Since then, he has never quite matched the accomplishments of his first season. He hasn’t captured another tournament win, and his stroke average climbed in both his sophomore and junior seasons.
Yet Register doesn’t feel any pressure to duplicate the individual success of his first year. His career will not be a loss if he does not win another tournament. He judges the strength of his play by how he contributes to the program. It’s about the team, not himself.
“Individually, comparative to other years, I don’t really care about that,” Register said. “I feel more pressure for the program because we have such a good opportunity to do something big.”
North Carolina, which is coming off of a sixth-place finish in the ACC Tournament, will likely head to an NCAA Regional from May 14 to 16, and Register believes the Tar Heels have a chance to do something special.
The competitive fire that Register has cultivated could propel the team to that special finish. And as his collegiate career draws to a close, Hitt may provide Register some special, individual motivation.
“We keep a tally of our head-to-head in the tournaments,” Hitt said, “so any tournament we’ve ever played in, we like to keep a tally of who’s winning through the two years.”
Ahead of the NCAA and ACC Championships — the last two of Register’s collegiate career — Hitt held a slight lead in the overall tally.
“He wouldn’t want me to tell you that,” Hitt said, the corner of his lips tugging upward and forming a sheepish grin. “I’ve got him by a few shots right now.
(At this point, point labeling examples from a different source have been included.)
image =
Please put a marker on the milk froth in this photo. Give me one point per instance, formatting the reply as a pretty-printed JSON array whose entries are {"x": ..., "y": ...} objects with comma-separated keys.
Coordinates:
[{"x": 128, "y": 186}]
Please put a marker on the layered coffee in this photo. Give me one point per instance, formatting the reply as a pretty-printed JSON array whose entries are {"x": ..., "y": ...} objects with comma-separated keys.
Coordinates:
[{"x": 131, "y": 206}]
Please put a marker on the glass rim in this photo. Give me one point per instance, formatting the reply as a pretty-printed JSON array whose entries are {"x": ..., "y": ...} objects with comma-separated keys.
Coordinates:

It’s going to be very tight with the last few tournaments left.”
At last weekend’s ACC Championship, Register posted seven birdies in his final round to finish the tournament 3-under par — six shots ahead of Hitt.
As Register prepares for the NCAA Championship, it’s not clear whether that performance was enough to wrest the lead from Hitt. What is clear, though, is that William Register will end his collegiate career the same way he started it — fiercely competing.